Due Diligence On LTC Insurers: What You Need To Know
Determining which long term care insurance policies are adequately priced and what the carrier is likely to do if a rate increase is needed, is a daunting task for agents and clients alike.
Since it is so difficult and subjective, many feel the best answer is just to pick the lowest price or the largest company and hope for the best.
Fortunately, thats not the only solution. There are some definite characteristics that the diligent agent can examine to help predict the adequacy of a companys pricing structure.
Probably the most important factor in a solid LTC insurance program is the thoroughness of the underwriting. Remember, the cost of any LTC program is a ratio (usually around 60%) of total claims, including those that should have been avoided, to total premiums collected. That means allowing only healthy individuals into the risk pool will minimize the programs cost.
Therefore, look for thorough underwriting. A prime indicator is a company that obtains medical records for anyone not employed full time, over age 65, or with admitted medical conditions. Also, check out whether the insurer requires a face-to-face assessment for applicants over age 70; this is necessary to avoid cognitive LTC claims (the most expensive type).
Finally, consider the competence and expertise of the underwriting staff. When underwriting errors are made, either due to incompetence or inexperience, it is no less costly to the pool than a purposefully issued policy from a liberal underwriter.
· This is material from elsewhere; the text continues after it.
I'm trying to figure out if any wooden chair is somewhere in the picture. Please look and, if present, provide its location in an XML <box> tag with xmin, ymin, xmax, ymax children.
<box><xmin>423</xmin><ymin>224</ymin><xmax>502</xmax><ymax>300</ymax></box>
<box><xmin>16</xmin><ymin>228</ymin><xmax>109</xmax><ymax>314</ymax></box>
The next most important indicator of a solid program is the loss ratio experience of the carrier. Fortunately, there is a readily available publication to help determine a companys loss ratio experience. This is the Long Term Care Insurance Experience Reports, published each year by National Association of Insurance Commissioners.
This report shows the durational loss-ratio experience for each company selling LTC insurance, allowing an easy comparison of experience by duration. A careful review of this information readily exposes companies whose experience is out of line with the rest of the industry. In particular, focus on the actual loss ratios (not the anticipated loss ratios) and how they compare to the industry averages.